As one can see, many places in the world will remain a dangerous place in which the United States will be unwelcome. Toffler stresses the need to revolutionize intelligence in an environment where both the policy maker and collectors are inundated with information. “For among the boom businesses of the decades ahead, espionage will be one of the biggest.”
Toffler sees the intelligence community playing a larger role in economic intelligence as economic power surpasses military power in importance. He also mentions that as the intelligence community may begin subcontracting out to private intelligence firms.

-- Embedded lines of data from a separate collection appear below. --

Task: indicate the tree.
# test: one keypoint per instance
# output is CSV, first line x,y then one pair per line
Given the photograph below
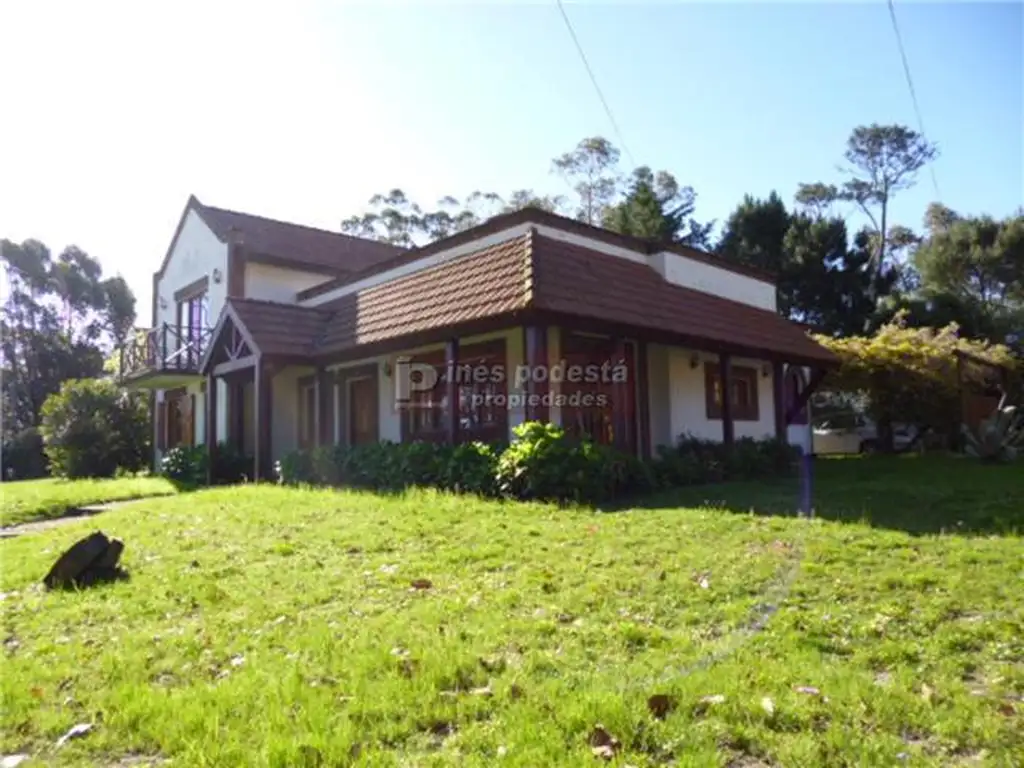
x,y
394,218
656,208
92,429
591,169
57,320
821,280
883,160
974,267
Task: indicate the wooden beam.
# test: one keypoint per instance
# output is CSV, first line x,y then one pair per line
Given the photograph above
x,y
230,367
325,408
211,427
778,391
535,345
817,375
643,399
452,386
725,379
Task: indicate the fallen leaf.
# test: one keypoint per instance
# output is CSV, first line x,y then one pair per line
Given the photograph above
x,y
76,731
660,705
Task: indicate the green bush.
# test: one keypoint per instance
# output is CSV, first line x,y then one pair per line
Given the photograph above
x,y
187,466
92,429
23,456
393,466
543,463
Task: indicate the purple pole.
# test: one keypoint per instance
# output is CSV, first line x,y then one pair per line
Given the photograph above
x,y
806,483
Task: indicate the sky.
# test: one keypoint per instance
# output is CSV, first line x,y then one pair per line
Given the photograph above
x,y
114,113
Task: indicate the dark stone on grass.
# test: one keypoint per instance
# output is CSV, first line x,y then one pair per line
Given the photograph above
x,y
88,561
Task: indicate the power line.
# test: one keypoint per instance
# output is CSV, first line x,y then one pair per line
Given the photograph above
x,y
913,94
593,79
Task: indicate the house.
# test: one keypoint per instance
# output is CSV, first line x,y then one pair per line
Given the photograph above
x,y
273,336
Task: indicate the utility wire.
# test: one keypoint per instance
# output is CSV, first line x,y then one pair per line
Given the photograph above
x,y
913,94
593,79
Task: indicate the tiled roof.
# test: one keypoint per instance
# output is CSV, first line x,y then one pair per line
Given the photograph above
x,y
281,329
323,250
484,284
527,271
581,282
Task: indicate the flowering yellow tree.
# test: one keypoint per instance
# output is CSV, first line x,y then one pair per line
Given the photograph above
x,y
916,376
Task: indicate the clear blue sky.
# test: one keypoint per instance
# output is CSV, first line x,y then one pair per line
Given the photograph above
x,y
302,111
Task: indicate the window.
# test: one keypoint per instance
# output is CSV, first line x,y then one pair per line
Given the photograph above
x,y
794,386
307,415
744,392
194,317
482,389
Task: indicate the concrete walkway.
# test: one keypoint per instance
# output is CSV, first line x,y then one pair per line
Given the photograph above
x,y
71,516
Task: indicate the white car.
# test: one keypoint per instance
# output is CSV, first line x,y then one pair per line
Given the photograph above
x,y
862,438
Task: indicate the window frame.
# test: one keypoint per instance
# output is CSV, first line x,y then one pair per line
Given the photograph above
x,y
740,375
425,418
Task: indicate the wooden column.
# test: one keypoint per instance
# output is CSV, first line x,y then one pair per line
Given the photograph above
x,y
452,388
535,345
643,399
237,417
262,465
325,408
725,377
778,389
211,426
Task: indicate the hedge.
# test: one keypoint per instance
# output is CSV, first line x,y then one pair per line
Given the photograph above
x,y
543,463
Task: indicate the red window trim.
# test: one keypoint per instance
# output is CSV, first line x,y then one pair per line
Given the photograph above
x,y
750,411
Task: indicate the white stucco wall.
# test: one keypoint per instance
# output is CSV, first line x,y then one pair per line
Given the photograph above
x,y
275,284
285,418
196,253
688,409
709,279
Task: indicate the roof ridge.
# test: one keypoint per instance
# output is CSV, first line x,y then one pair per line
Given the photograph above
x,y
310,227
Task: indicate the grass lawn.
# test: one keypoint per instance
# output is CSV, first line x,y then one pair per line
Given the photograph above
x,y
266,626
23,501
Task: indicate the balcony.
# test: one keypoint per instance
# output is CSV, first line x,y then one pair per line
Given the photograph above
x,y
163,356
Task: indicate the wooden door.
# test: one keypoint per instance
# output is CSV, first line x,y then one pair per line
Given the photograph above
x,y
361,411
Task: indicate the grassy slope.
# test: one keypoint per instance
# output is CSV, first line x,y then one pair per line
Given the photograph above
x,y
268,627
38,500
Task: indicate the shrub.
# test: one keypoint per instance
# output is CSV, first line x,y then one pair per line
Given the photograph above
x,y
92,429
187,466
23,456
545,463
472,468
999,437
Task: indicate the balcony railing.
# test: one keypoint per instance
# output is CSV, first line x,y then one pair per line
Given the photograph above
x,y
166,349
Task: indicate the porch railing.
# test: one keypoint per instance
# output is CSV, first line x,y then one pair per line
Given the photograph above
x,y
166,348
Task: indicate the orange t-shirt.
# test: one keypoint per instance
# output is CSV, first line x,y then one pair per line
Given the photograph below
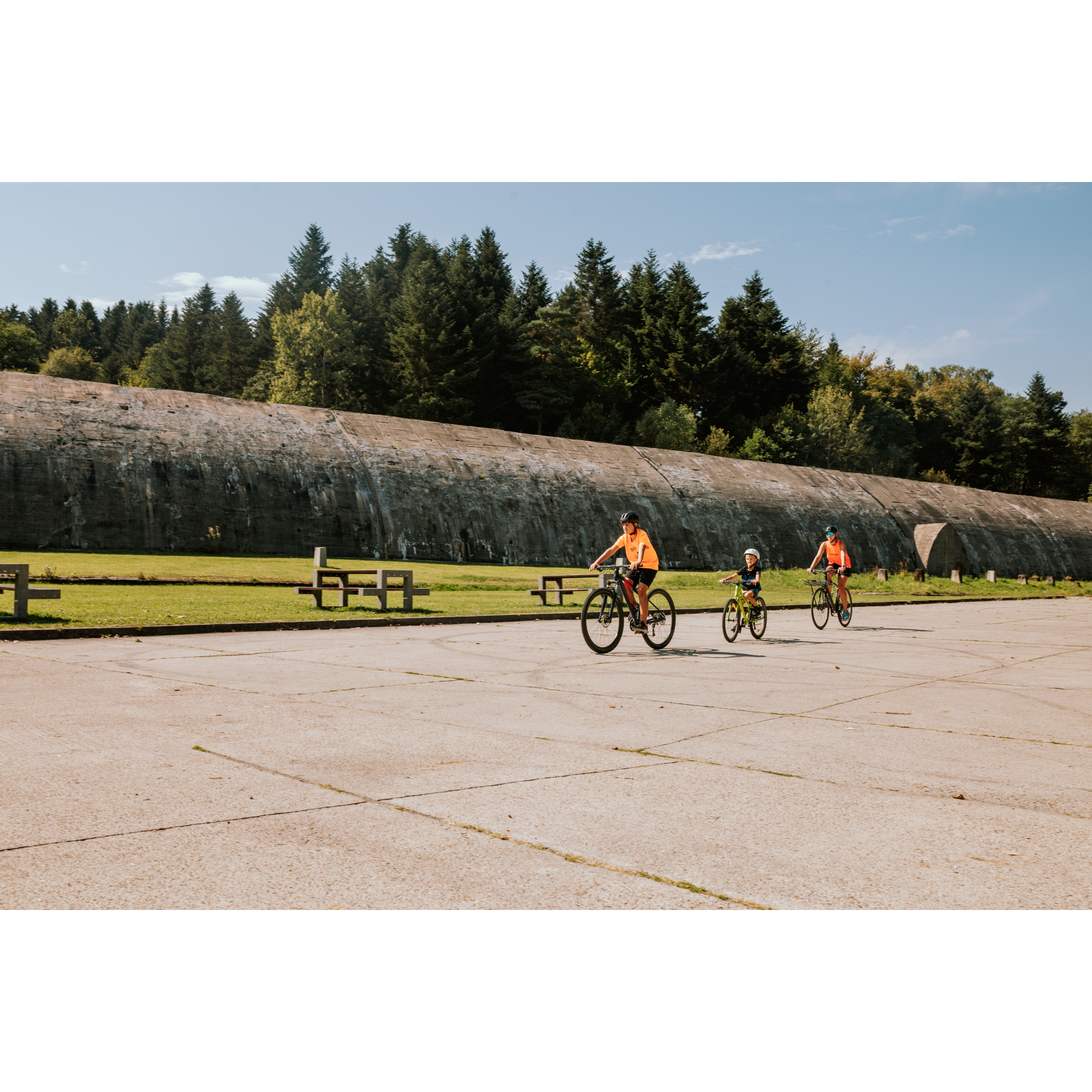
x,y
651,560
837,554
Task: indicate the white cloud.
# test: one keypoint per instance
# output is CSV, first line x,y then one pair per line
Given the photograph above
x,y
908,346
715,253
952,233
250,289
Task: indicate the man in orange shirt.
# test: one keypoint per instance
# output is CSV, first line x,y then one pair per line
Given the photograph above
x,y
837,557
643,561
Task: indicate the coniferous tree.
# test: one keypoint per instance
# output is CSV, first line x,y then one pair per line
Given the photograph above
x,y
230,353
685,333
545,389
428,345
602,300
1040,434
315,354
756,342
184,362
530,295
42,322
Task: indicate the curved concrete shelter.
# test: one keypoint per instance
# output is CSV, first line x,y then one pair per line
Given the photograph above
x,y
96,466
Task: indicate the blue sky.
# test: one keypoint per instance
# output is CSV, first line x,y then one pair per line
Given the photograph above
x,y
983,275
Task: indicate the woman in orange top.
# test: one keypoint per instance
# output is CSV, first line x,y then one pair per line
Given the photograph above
x,y
837,557
643,561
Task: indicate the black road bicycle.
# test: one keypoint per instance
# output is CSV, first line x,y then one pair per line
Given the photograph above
x,y
826,602
605,610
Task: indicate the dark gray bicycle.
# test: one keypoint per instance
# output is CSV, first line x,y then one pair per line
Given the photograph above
x,y
606,609
826,602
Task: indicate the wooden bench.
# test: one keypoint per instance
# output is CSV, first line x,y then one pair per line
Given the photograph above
x,y
559,590
21,589
343,589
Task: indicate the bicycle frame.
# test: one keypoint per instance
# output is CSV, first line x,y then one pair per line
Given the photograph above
x,y
745,604
624,589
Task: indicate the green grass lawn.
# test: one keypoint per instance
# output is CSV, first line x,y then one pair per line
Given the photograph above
x,y
456,589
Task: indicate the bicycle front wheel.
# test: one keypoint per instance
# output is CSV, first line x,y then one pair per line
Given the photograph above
x,y
846,616
758,618
661,619
601,621
820,607
731,621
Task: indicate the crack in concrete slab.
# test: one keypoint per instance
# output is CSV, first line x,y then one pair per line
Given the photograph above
x,y
842,784
389,802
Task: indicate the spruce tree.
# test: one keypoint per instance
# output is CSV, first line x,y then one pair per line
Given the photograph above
x,y
1042,435
530,295
602,300
545,389
685,333
185,361
42,322
752,330
230,352
314,355
428,345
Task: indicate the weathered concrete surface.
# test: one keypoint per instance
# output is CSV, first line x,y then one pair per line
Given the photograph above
x,y
90,465
805,771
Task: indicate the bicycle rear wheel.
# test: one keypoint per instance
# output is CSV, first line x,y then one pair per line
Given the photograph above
x,y
758,618
661,619
601,621
731,621
849,609
820,607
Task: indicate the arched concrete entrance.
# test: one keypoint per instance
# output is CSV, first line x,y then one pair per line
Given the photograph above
x,y
940,548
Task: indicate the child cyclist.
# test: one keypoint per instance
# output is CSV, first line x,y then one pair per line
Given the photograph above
x,y
838,557
751,577
643,561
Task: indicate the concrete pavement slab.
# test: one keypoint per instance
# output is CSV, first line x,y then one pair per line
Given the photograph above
x,y
1040,777
866,729
358,858
792,843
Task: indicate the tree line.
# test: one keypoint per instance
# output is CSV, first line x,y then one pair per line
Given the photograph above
x,y
447,333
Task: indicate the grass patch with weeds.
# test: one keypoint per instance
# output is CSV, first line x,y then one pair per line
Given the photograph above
x,y
456,589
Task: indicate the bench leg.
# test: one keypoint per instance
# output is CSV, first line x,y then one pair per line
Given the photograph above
x,y
22,587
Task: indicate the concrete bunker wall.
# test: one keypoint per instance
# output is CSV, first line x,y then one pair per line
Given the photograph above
x,y
94,466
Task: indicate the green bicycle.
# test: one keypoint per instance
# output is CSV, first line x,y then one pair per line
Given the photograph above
x,y
739,612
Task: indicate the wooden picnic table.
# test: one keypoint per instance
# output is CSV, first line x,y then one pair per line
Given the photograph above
x,y
21,588
343,589
559,581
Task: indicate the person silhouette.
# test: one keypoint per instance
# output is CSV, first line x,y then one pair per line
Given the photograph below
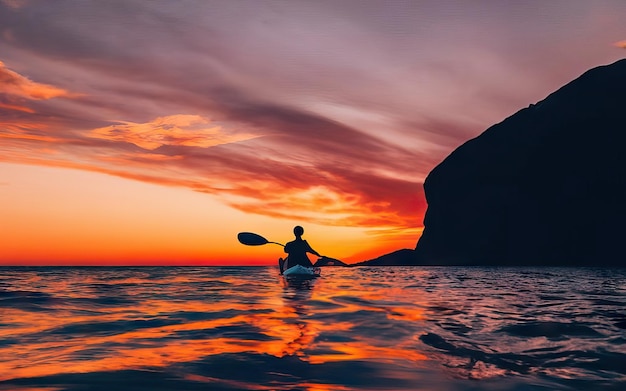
x,y
297,250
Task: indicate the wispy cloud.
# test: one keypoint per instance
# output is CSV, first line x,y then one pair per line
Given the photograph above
x,y
318,110
12,83
184,130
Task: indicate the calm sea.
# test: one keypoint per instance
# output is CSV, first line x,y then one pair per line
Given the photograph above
x,y
246,328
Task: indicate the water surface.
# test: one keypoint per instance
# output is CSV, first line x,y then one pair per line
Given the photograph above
x,y
246,328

* The “privatization of intelligence” capabilities, including overhead imagery and signals collection, processing, and dissemination, will significantly Influence the nature of government-sponsored intelligence activities at the strategic, operational, and tactical levels. Third world actors–including non-governmental actors–will be able to buy all-source capabilities previously available only to the major powers.
In conclusion, those who prove capable of managing and effectively using knowledge will lead the nations of the world into the 21st century. As the Marine Corps refines its own C41 plans and programs, it must be visionary and aggressive in considering how best to nuture and take advantage of commercial capabilities, while also being sensititive to the fact that low-intensity conflicts are likely to be characterized by high-intensity intelligence available to all parties from multiple governmental and non-governmental sources. The age of constabulary warfare against relatively ignorant opponents is over–the age of information warfare has begun.